Home Politic “mengendalikan” Venezuela, Trump mengancam Kolombia dan Greenland

“mengendalikan” Venezuela, Trump mengancam Kolombia dan Greenland

75
0


Nicolas Maduro akan hadir di hadapan hakim di New York pada hari Senin. Presiden Venezuela yang terguling, Nicolas Maduro, akan hadir pada Senin siang di hadapan hakim di New York, kata pengadilan pada Minggu, di mana ia akan secara resmi dikenai dakwaan terhadap dirinya.

Militer mengakui Delcy Rodriguez sebagai presiden sementara. Militer Venezuela telah mengakui Wakil Presiden Delcy Rodriguez sebagai presiden sementara negara tersebut, Menteri Pertahanan Jenderal Vladimir Padrino Loez mengumumkan. Membaca pernyataannya, sang jenderal mengutip keputusan Mahkamah Agung yang memerintahkan Delcy Rodriguez untuk mengambil alih kekuasaan selama 90 hari. Menuntut pembebasan Nicolas Maduro, ia juga mengecam pembunuhan “berdarah dingin” terhadap sebagian tim perlindungannya.

Rubio mengatakan pembicaraan mengenai pemilu di Venezuela adalah hal yang “prematur”. Menteri Luar Negeri AS Marco Rubio mengatakan “saat ini masih terlalu dini” untuk membicarakan pemilu di Venezuela. “Saat ini masih terlalu dini. Namun masih banyak pekerjaan yang harus dilakukan,” katanya, seraya menambahkan: “Kami mementingkan pemilu dan demokrasi (…) Namun yang paling penting bagi kami adalah keamanan, kesejahteraan, dan kemakmuran Amerika Serikat,” katanya. selama wawancara dengan NBC.

“Nicolas Maduro adalah seorang diktator yang tidak bermoral,” kata Jean-Noël Barrot. “Nicolas Maduro adalah seorang diktator tidak bermoral yang merampas kebebasan rakyat Venezuela dan mencuri pemilu mereka,” kata Menteri Luar Negeri Jean-Noël Barrot di France 2. “Itulah mengapa kepergiannya merupakan kabar baik,” lanjutnya. Namun Menteri Luar Negeri mengingatkan bahwa “metode yang digunakan bertentangan dengan prinsip-prinsip hukum internasional. Penggunaan kekuatan diperbolehkan tetapi harus diatur oleh aturan. Tanpa aturan tersebut, dunia akan tunduk pada hukum yang paling kuat.”

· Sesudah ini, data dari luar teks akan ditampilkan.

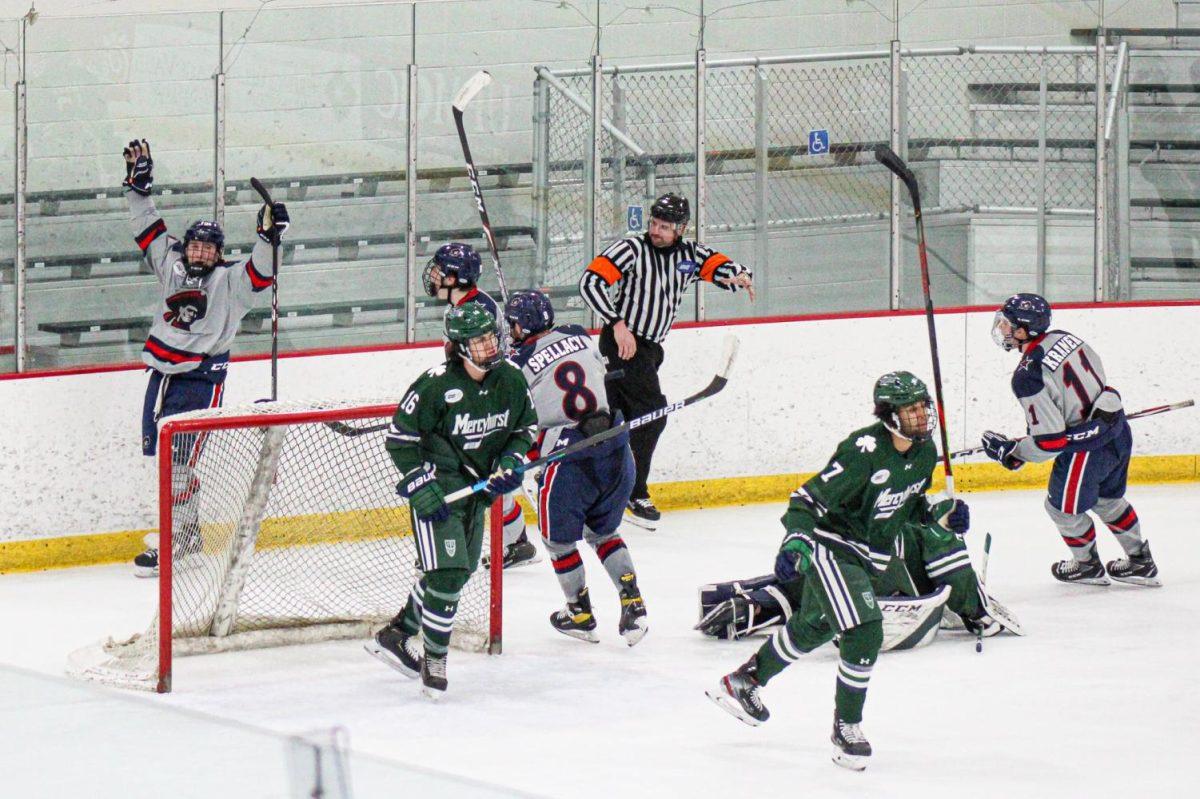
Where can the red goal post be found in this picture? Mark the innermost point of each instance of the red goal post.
(279, 524)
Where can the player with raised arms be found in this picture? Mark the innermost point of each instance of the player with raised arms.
(202, 301)
(451, 275)
(466, 419)
(843, 527)
(581, 497)
(1074, 416)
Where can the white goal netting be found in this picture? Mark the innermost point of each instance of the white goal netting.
(286, 528)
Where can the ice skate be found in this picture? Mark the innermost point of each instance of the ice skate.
(1135, 570)
(521, 552)
(433, 677)
(851, 750)
(737, 694)
(576, 619)
(397, 649)
(643, 514)
(1086, 572)
(633, 625)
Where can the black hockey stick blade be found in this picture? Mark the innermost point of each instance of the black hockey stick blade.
(719, 380)
(888, 157)
(351, 431)
(257, 185)
(1139, 414)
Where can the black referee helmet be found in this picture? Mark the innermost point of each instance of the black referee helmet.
(671, 208)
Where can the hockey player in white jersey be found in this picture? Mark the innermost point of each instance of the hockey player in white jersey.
(203, 300)
(583, 496)
(1075, 418)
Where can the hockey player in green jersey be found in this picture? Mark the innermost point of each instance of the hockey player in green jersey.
(844, 526)
(466, 419)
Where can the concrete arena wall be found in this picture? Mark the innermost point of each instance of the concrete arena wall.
(71, 463)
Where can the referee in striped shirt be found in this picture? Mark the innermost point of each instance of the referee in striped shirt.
(651, 274)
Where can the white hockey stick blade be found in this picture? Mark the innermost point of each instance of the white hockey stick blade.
(478, 83)
(727, 355)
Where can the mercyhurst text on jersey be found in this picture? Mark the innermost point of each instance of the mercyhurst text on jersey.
(461, 426)
(862, 500)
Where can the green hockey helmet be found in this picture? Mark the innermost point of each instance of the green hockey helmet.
(904, 406)
(471, 332)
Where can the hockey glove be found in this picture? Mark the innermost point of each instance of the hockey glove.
(1000, 449)
(949, 514)
(424, 494)
(273, 220)
(793, 557)
(138, 167)
(505, 479)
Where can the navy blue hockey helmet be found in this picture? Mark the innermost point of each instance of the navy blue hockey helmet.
(456, 260)
(1025, 311)
(532, 310)
(208, 233)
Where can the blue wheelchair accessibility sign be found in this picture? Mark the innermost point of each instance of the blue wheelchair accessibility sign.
(819, 142)
(634, 218)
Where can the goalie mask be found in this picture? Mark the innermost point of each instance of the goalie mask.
(904, 406)
(471, 332)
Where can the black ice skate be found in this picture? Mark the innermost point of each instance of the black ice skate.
(851, 749)
(643, 514)
(576, 619)
(737, 694)
(633, 625)
(433, 677)
(1135, 570)
(399, 649)
(1084, 572)
(521, 552)
(187, 542)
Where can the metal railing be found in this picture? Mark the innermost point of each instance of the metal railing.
(778, 150)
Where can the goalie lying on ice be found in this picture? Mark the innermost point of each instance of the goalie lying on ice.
(915, 605)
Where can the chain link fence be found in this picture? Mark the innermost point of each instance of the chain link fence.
(791, 186)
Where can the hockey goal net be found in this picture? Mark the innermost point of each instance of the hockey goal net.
(280, 524)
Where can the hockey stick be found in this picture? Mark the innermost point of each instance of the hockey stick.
(887, 156)
(468, 91)
(1144, 412)
(275, 292)
(714, 386)
(351, 431)
(983, 582)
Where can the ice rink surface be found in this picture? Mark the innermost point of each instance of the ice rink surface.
(1098, 700)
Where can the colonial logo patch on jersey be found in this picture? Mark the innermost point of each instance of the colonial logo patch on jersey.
(475, 430)
(185, 308)
(888, 503)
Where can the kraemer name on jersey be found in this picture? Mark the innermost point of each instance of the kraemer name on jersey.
(559, 349)
(887, 503)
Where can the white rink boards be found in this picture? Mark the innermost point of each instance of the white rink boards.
(1101, 690)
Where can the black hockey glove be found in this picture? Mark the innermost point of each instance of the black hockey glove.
(949, 514)
(1000, 449)
(424, 494)
(138, 167)
(505, 479)
(273, 218)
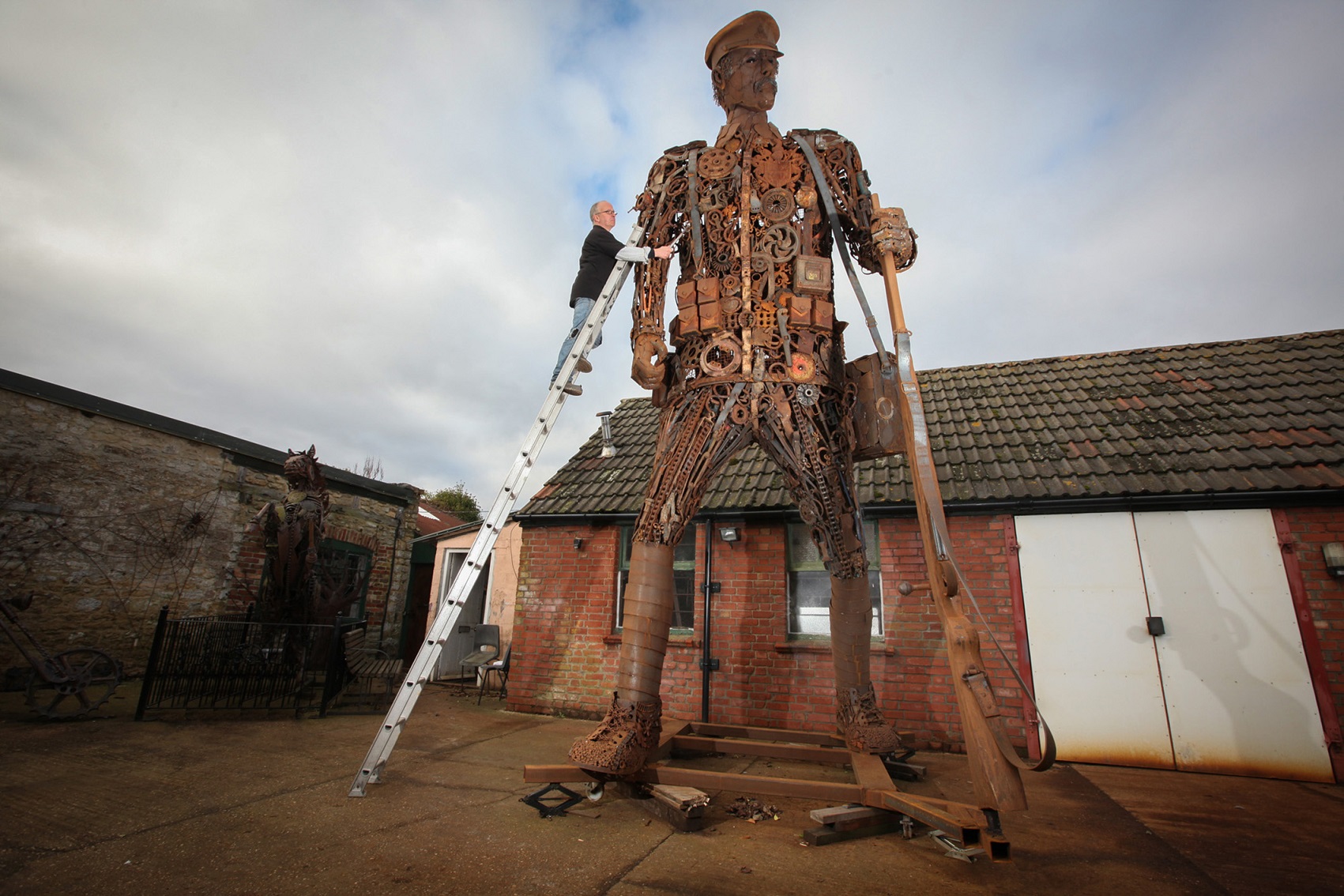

Bagi Dominique de Villepin, Emmanuel Macron “menyerah” ke Amerika Serikat. Bagi Dominique de Villepin, Emmanuel Macron “menyerah” kepada Amerika Serikat Donald Trump dengan reaksinya yang “tidak bertanggung jawab” setelah penangkapan Nicolas Maduro oleh pasukan Amerika. Presiden Prancis “memilih untuk tidak bereaksi berlebihan, karena ia takut akan membuat Donald Trump kesal, sehubungan dengan keputusan Amerika untuk campur tangan di Caracas karena ia merasa harus memimpin perjuangan yang, baginya, lebih penting, yaitu perjuangan Ukraina. Jadi ia memilih targetnya. Apa yang tidak ia pahami, yang luput dari perhatiannya, adalah bahwa semua subyeknya saling terkait saat ini. Tidak bereaksi terhadap apa yang terjadi di Venezuela berarti melemahkan diri sendiri dalam negosiasi mengenai Ukraina, “dia menjelaskan.